Ladies, what are your honest thoughts on this? Usually we can appreciate the beauty of sexual ornaments in other species only because our senses happen to respond to some of the same stimuli as the senses of those other species. Skinner's manifesto Science and Human Behavior, in which people were portrayed as robots driven by conditioned associations. Why would they waste surplus energy in such displays? Certainly, runaway sexual selection was a theoretical possibility, but bizarre ornaments were not considered to be real adaptations. The idea that the human mind evolved as a sort of software peacock's tail has been mooted before, usually to be dismissed in favor of some alternative theory. Their intricate songs evolved for courtship.
We are a species that evolved to care about status, not truth. In this brilliantly ambitious and provocative book, evolutionary psychologist Geoffrey Miller shows the evolutionary power of sexual choice and the reasons why our ancestors became attracted not only to pretty faces and healthy bodies, but to minds that were witty, articulate, generous, and conscious. The first he explained as identification badges to help animals recognize which species others belonged to. T h e fact that there are no good theories of these adaptations is one of science's secrets. Miller does this, and he does it in an entertaining and sexy way. The result was that wits became quicker and spirits more generous.
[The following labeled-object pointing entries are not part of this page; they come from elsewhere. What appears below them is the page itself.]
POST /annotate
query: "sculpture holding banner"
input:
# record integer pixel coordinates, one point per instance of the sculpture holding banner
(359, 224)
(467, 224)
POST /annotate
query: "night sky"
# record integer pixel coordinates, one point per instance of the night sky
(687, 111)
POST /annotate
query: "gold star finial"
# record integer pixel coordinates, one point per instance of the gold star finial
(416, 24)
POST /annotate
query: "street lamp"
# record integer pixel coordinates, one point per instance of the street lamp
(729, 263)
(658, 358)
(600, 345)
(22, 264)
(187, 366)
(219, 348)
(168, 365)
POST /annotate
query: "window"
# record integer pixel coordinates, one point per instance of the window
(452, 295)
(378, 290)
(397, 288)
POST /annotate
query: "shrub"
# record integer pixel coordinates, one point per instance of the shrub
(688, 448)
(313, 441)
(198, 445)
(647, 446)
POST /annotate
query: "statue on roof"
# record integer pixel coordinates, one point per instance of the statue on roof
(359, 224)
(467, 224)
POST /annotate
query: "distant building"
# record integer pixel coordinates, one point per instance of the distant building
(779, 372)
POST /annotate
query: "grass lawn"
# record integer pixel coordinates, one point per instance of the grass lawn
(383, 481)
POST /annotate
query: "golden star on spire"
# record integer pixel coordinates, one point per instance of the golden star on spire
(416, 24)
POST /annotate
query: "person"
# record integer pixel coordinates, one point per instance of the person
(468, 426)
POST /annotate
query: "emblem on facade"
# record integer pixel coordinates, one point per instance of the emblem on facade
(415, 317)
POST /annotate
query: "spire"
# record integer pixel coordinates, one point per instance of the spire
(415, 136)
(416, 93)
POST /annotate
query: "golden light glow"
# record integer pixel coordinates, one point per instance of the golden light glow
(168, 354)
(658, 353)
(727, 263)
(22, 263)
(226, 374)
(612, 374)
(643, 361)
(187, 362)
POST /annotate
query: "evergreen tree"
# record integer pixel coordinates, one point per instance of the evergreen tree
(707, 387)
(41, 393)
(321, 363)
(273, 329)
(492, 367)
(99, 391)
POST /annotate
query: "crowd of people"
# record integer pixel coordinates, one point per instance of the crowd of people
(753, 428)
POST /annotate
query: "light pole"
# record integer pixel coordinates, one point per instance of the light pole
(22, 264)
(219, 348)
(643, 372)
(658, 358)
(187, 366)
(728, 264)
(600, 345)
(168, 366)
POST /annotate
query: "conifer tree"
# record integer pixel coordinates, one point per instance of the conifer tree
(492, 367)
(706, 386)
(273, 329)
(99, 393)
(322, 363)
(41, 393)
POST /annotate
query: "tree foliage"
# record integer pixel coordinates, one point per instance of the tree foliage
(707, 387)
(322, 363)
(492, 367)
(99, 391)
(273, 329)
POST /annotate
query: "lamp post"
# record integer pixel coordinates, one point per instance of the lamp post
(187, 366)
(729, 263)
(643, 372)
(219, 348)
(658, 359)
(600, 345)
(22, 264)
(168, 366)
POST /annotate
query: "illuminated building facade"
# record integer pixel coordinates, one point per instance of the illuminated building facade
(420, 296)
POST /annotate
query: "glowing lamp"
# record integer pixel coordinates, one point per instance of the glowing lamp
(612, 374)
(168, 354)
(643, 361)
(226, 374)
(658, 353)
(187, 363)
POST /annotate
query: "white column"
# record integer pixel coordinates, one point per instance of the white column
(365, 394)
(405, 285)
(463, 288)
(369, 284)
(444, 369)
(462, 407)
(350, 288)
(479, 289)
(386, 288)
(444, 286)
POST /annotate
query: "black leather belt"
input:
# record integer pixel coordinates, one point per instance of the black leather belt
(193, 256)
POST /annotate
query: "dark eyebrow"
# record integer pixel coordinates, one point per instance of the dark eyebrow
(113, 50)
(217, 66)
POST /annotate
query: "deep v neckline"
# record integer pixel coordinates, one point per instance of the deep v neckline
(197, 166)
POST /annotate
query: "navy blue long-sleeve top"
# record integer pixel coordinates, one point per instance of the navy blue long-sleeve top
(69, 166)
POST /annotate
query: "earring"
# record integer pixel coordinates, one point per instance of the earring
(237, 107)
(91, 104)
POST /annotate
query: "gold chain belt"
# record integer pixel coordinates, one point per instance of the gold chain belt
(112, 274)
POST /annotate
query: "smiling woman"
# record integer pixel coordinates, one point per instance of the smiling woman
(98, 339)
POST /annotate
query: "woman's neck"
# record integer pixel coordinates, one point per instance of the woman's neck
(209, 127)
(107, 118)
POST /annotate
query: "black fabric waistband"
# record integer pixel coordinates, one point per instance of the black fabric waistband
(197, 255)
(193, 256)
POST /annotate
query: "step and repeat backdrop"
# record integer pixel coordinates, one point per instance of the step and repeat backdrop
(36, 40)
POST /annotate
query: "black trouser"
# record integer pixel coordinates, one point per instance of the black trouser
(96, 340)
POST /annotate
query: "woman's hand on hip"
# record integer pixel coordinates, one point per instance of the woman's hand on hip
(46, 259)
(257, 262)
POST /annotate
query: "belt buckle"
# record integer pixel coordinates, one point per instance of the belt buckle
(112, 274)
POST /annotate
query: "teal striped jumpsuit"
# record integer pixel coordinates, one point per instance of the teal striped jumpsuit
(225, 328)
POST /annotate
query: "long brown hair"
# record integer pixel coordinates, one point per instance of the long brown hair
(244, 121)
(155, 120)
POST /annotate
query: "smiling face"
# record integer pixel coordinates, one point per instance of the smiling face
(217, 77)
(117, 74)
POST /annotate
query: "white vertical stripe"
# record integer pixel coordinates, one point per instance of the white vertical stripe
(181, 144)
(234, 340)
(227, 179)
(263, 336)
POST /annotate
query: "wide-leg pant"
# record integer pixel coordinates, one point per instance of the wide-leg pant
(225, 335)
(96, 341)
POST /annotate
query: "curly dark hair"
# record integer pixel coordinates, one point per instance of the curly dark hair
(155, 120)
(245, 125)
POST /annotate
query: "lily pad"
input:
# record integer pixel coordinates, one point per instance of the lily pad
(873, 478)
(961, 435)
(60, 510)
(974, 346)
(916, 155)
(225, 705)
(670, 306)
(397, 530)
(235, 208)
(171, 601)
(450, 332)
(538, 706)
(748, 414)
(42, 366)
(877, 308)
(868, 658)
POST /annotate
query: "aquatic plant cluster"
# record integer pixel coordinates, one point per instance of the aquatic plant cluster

This sexual choice view also sounds rather circular as an explanation of human mental evolution.
However, this side-effect view is equally unsatisfying. I am perfectly aware that this is not the way professional biologists currently use these terms. Peacock tails do not need a sexual subconscious in order to be sexually attractive, a n d neither do our instincts for art, generosity, or creativity. The more classic statement that follows that line of reasoning is the claim that we evolved noses in order to wear glasses. Zahavi suggested that the high costs of many sexual ornaments are what keep the ornaments reliable as indicators of fitness.
The theory of sexual selection was an intellectual bolt from the blue, and sexual selection through female choice was especially shocking. Temperamentally, it reflects nothing more than a Wall Street trader's contempt for leisure. But in evolutionary psychology we have to deal with evolution, and that means paying attention to genetically heritable individual differences that give survival or reproductive advantages over other individuals. His reward was a mouthful of defensive beetle-acid, but his enthusiasm remained intact. Most provocatively, he combined sex with mind and the enigma of human evolution in his two-volume masterpiece The Descent of Man, and Selection in Relation to Sex.
This is easy to confuse. Also, geneticists will find out more about which genes we share with other apes. First off, I found this book very hard to read. Biologists recognize that sexual selection through mate choice is a fickle, unpredictable, diversifying process. No doubt an interesting fiction could be built up along these lines, but would anyone believe it, and, if he did, could he prove it? Runaway would never have started.